– Далее, он, вероятно, самый бесчестный человек в Ирландии…
Затем в течение пяти минут он приводил примеры низости и подлости своего деда, которые действительно были убедительны. Возможно, у него был типично ирландский характер. Такой же персонаж выведен в начале романа «Мельмот-скиталец» Мэтьюрина: этот подлец испускал дух и умолял, чтобы его похоронили в могиле, как нищего. Затем Клайв поведал мне истории, свидетельствующие о мелочности родного деда:
– Возьмите, к примеру, ту девушку, которая за ним ухаживает. Она еще только учится на медсестру, поэтому он платит ей совсем мало. Но он еще наставляет ее спать с собой, обещая за это оставить ей деньги в своем завещании. Конечно же, он даже и не помышляет сделать это.
– Вы уверены!?
– Я был просто поражен: он выглядел таким немощным и больным, что трудно было даже представить его в постели с такой молоденькой девушкой.
– Конечно, она спит со мной в свободные от него ночи.
Я чувствовал себя подавленным. Клайв Бейтс смаковал недостатки своего деда с таким злорадством, что я находил это довольно мерзким.
– Почему же вы не скажете ей, что он не намерен завещать ей деньги?
Он хитро подмигнул:
– Она может его оставить. Это не пойдет на пользу ни ему, ни мне.
Я предложил взять с собой вино в обеденный зал. Он сказал:
– Вы не против, если мы пообедаем в большом баре внизу?
– Нет, если вам так хочется.
Мы нашли свободный столик возле окна, выходящего на улицу. Я спросил:
– Кто наследник вашего деда?
– Думаю, что я.
– Тогда почему вы его так не любите?
– Одно другого не касается. Он – старая свинья. В любом случае, мне его деньги не нужны. Я сам довольно богат. Именно поэтому он назначил меня своим наследником. Его племянник Джим… Джим Хард… нуждается в деньгах больше, чем я…
Он прервал разговор, не закончив фразы, и уставился в окно. Дождь лил, как из ведра, а с улицы на нас смотрела девочка, одетая в лохмотья. Они уставились друг на друга, затем он ухмыльнулся. Я спросил:
– Вы ее знаете?
– Нет.
Тем не менее, он поманил ее пальцем. Она отрицательно покачала головой. Он встал и вышел сам. Я ожидал, что она сбежит, не дождавшись его. Но она продолжала стоять на месте – продрогшая, мокрая и довольно грязная. Он ей сказал что-то. Она снова отрицательно покачала головой. Затем он взял ее за плечо и повел впереди себя. Через минуту они сидели за нашим столом. Он сказал:
– Вы не возражаете против нашего общества?
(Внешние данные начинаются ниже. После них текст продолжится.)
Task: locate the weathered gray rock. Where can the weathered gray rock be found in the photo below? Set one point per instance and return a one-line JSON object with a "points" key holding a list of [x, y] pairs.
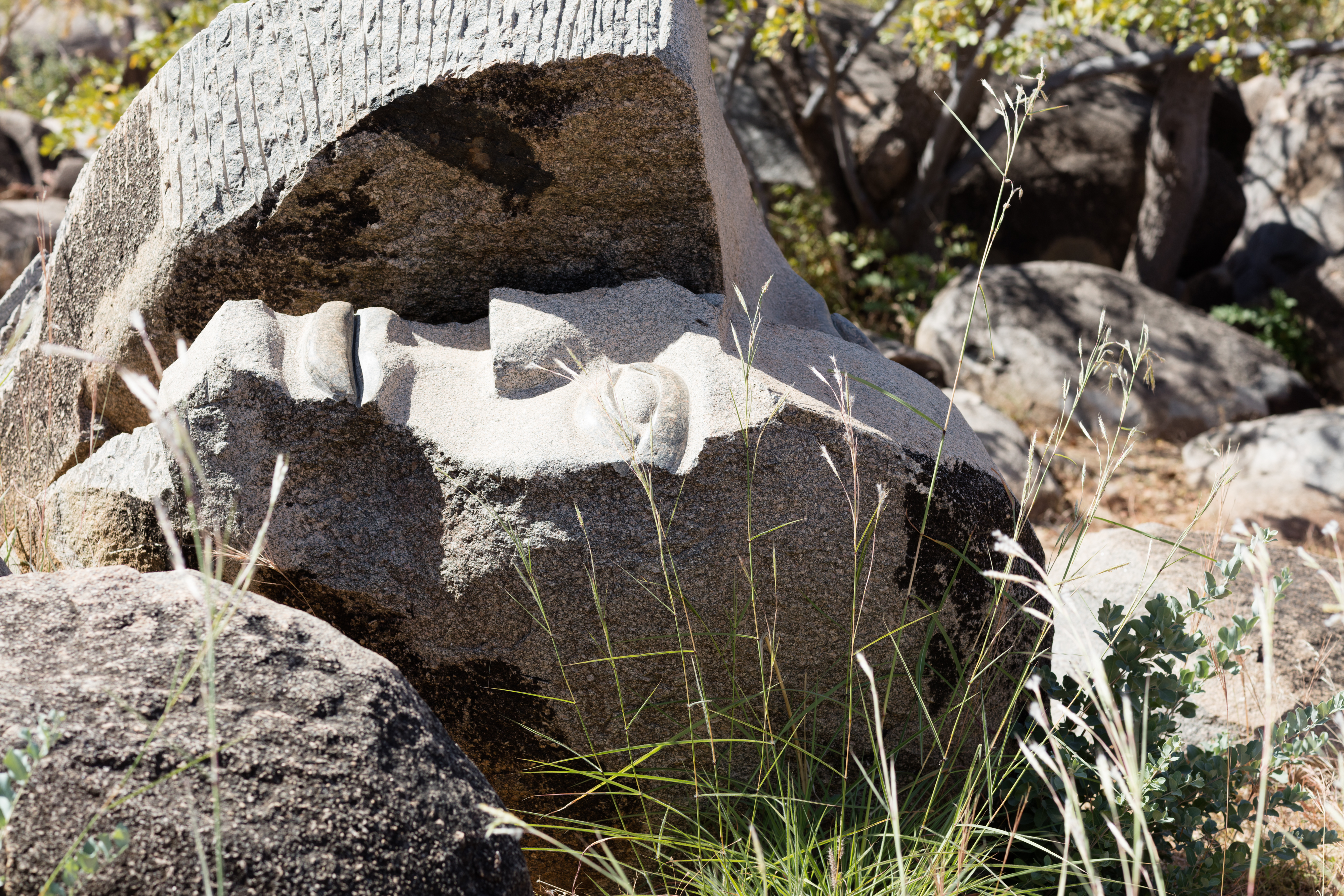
{"points": [[1290, 469], [925, 366], [21, 145], [1294, 171], [1295, 225], [1130, 567], [337, 778], [1083, 174], [1210, 373], [455, 446], [1010, 449], [22, 223], [1320, 303], [103, 512], [396, 155]]}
Я ответил, что нет. Но я больше боялся того, как на это посмотрит хозяин бара. Она оказалась старше, чем выглядела через окно – возможно, ей было лет четырнадцать или пятнадцать. Ее неопрятные волосы свисали, как крысиные хвосты, и с носа у нее текло. На ней была короткая кофточка с наплечниками, застегнутая на одну пуговицу, остальные были оторваны. Дождь размазал грим на ее лице. Она выглядела так, будто не умывалась, по крайней мере, недели две. И честно говоря, дождь, казалось, усилил неприятные запахи, подтверждающие ее неопрятность. Клайв спросил у нее:
– Как тебя зовут?
– Флоренс.
– Тебя зовут Фло?
– Да.
У нее был ярко выраженный акцент кокни. Она вся съежилась, потирая холодные руки, выглядела она как воплощение нищеты и убожества. Наш официант поглядывал на нее неодобрительно, и я ожидал, что вот-вот подойдет хозяин и попросит нас из бара – он уставился на нас строгим взглядом. Клайв сказал:
– Ты хочешь рыбы с жареной картошкой?
Она кивнула, но продолжала выглядеть немой и безжизненной. Клайв подозвал жестом официанта и сделал заказ надменным и высокомерным тоном. И испытывал противоречивые чувства. Если он пригласил ее из-за доброты, тогда я могу понять его поступок, хотя лично я предпочел бы привести ее в какое-нибудь более спокойное и тихое место. Но у него был такой странный и сложный характер, что трудно было судить об истинных мотивах его поступков. Я подумал, что девочке здесь явно не по себе. Наконец, я предположил, что нам лучше было бы подняться в мой номер и заказать свой обед там.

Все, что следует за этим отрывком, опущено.